What thickness of white quartz should I choose?

The standard thicknesses for quartz countertops are 2cm (3/4″) and 3cm (1 1/4″). 3cm offers more durability for heavily used kitchen countertops. 2cm is often adequate for bathroom vanities. If going extra-large with the slab size, 3cm provides more support.

Can white quartz chips or stains?

Quartz is highly resistant to chips and stains but not completely impervious. Dropping a heavy object on a corner can potentially chip quartz. Some dark liquids like wine or oil can stain quartz if left for prolonged time periods. Overall quartz maintains its beauty exceptionally well compared to other natural stones.

Is white quartz porous?

No, quartz has a non-porous surface that resists liquid penetration, unlike more porous options like granite, marble, and travertine. This makes quartz very hygienic and low maintenance with no sealing required.
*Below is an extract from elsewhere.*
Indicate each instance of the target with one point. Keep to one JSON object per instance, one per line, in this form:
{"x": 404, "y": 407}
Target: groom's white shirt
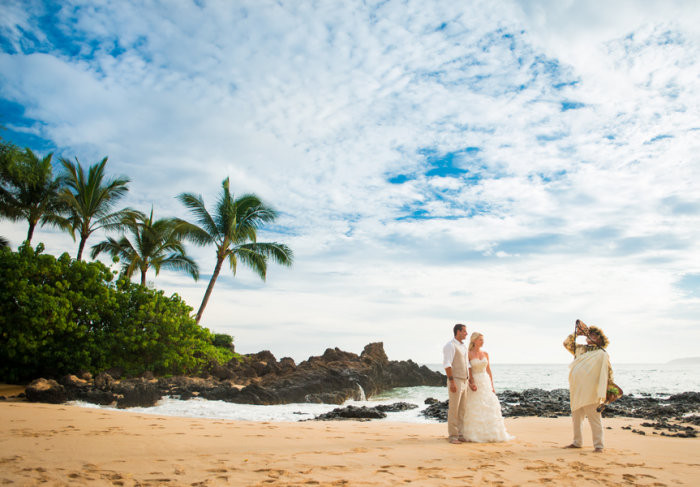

While white quartz countertops come at a premium price point, their unparalleled durability, stain resistance, and low maintenance justify the cost for many homeowners. White quartz offers long-lasting beauty and performance ideal for busy kitchens and baths. Wise buyers consider the lifetime value that white quartz delivers rather than focusing solely on the higher initial price tag. With proper care, white quartz countertops will remain in impeccable condition for decades after installation. For those desiring the look of stone with outstanding functionality, white quartz provides an excellent investment.